By Sgt. 1st Class Jefferey Troth (IMCOM)September 6, 2012
By Sgt. 1st Class Jeff Troth
CAMP CASEY -- Warrior Country put work on hold Aug. 31 to celebrate Labor Day with a festival on Camp Casey. Almost 5,000 Soldiers, civilians and family members took part in the annual event.
"The Labor Day Festival is the culmination of summer and to recognize that everyone has been working really hard," said Chris Bradford, director of the U.S. Army Garrison Red Cloud and Area I's Directorate of Family and Morale, Welfare and Recreation.
"We started the festival with a parade," he said. "It was a chance to get everyone to walk together and have the typical things you see in a parade -- clowns, people on stilts and floats."
The floats were part of a competition between Area I units, who were vying not only for bragging rights but also prize money for their unit funds.

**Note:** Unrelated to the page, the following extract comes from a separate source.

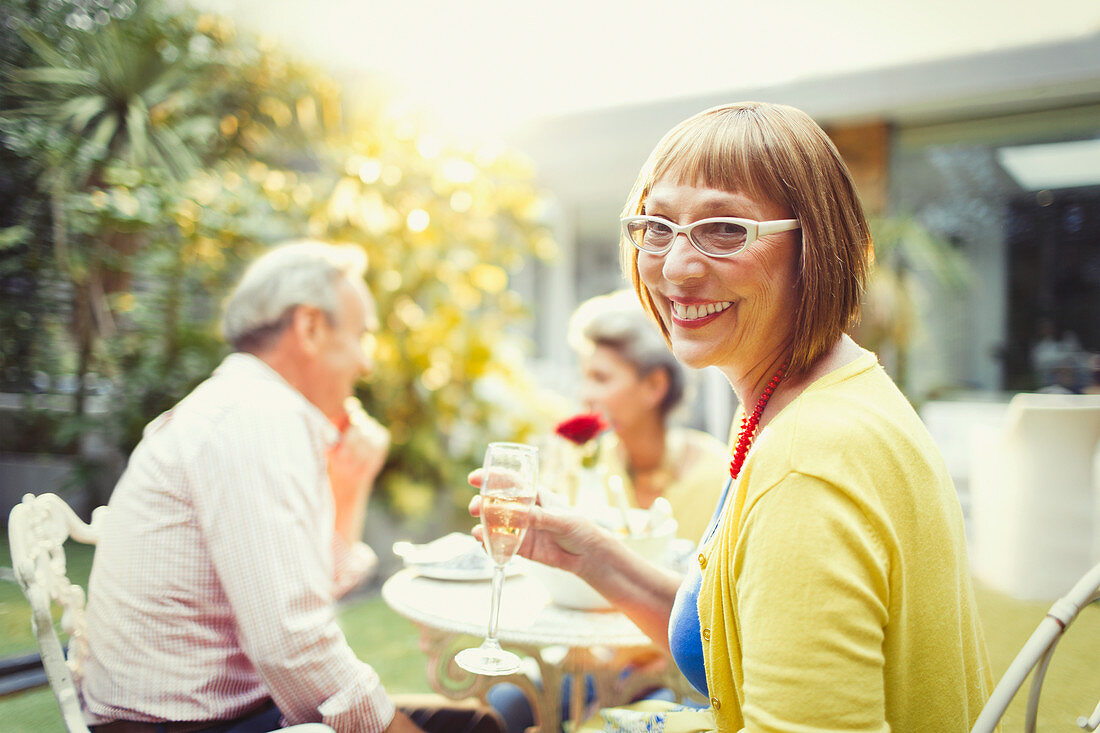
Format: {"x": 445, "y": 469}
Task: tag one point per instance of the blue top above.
{"x": 685, "y": 641}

First place went to Battery B, 1st Battalion, 38th Field Artillery Regiment, 210th Fires Brigade, a $300 gain for their unit.

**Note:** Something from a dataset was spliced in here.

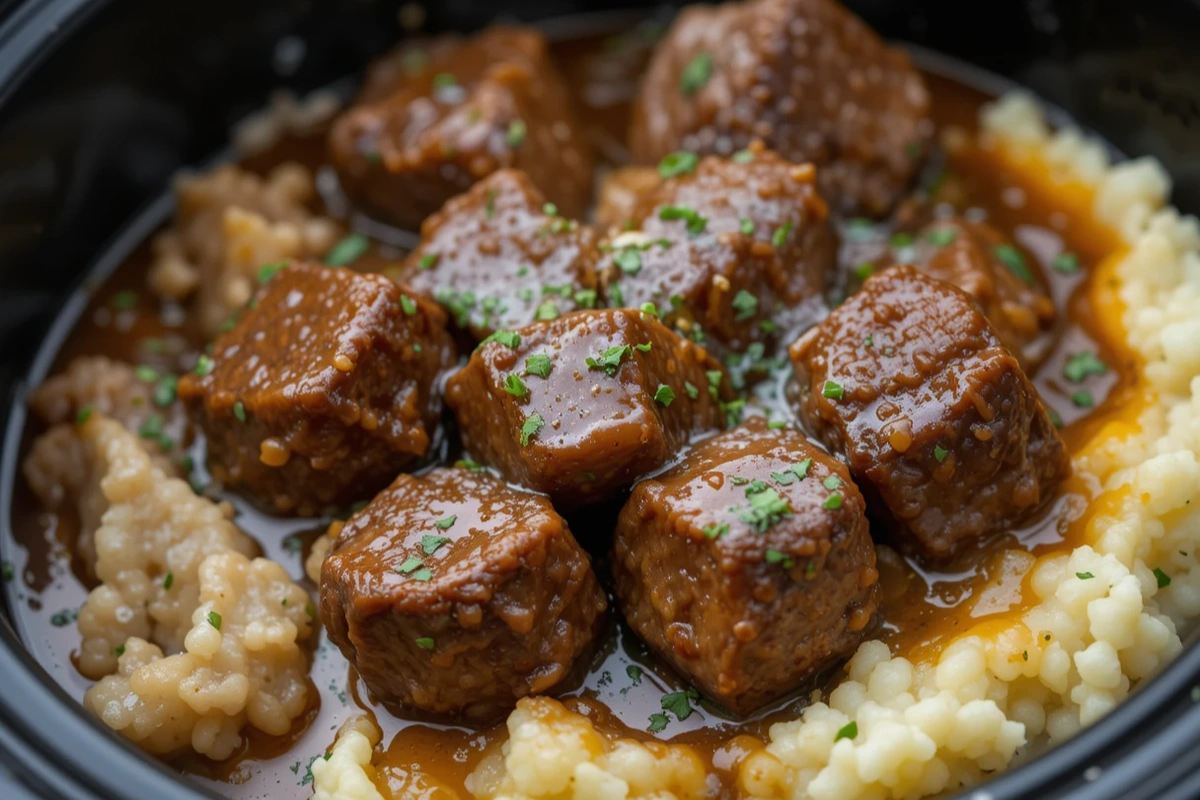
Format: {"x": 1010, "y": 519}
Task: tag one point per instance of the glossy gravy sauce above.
{"x": 622, "y": 684}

"Their float was pretty cool," said Bradford. "It was a little, camouflaged, Pinto-type automobile decorated like an MLRS," or Multiple Launch Rocket System.

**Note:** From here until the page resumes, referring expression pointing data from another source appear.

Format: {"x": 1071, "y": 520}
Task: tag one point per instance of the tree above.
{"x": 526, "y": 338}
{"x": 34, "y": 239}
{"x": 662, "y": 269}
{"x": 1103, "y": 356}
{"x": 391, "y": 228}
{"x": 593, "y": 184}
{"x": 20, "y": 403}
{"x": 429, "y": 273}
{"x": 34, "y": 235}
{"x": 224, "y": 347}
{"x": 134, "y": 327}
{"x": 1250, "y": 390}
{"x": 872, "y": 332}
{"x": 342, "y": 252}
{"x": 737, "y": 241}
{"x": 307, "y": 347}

Second place went to 2nd Battalion, 9th Infantry Regiment's "Keep Up the Fire" float.
The parade led everyone to the Gateway Club, venue for the bulk of the Labor Day Festival.
In the carnival area were food, games and rides for the festival-goers as well as a petting zoo and craft items for sale.
On stage was a varied mix of entertainment -- Korean bagpipers and drummers, dancers, singers.
And there were tests of skill: a chili cook-off, a hot dog-eating contest and a talent competition.
"The festival was a blast," said Helena Ratzlaff Bauer, who attended the festival. "There were a lot of rides and booths and animals, and a lot of people told me they were grateful that their kids could take part in all these activities."
"We wanted make it something you would see back in the states," Bradford said. "But, being here in Korea we wanted to be able to give a taste of the local culture, so that is why we had traditional drummers and the dancers."
"The cultural dancing was great and they need to continue to have things like that at future events," said Capt. Travis Coates, who was at the festival with his 9-year-old daughter, Trinity.
During the Labor Day Festival, 18 cooks got to show off their cooking talents during the chili cook-off. Each participant had three hours to make chili from scratch.
"There was no canned chili out there," said Bradford, who like everyone else at the festival was free to sample the chilies.
"The contest brought some real heavy competition and of course something that seems to be a theme with any chili lover is that they want it hot," he said. "I had the privilege of watching the judges sweat, and burn their taste buds."
Gabriel Clinton's chili impressed the judges enough to give him first place in the cook off, while John Smith came in a close second. Marie Shultz's chili earned her the crowd favorite award.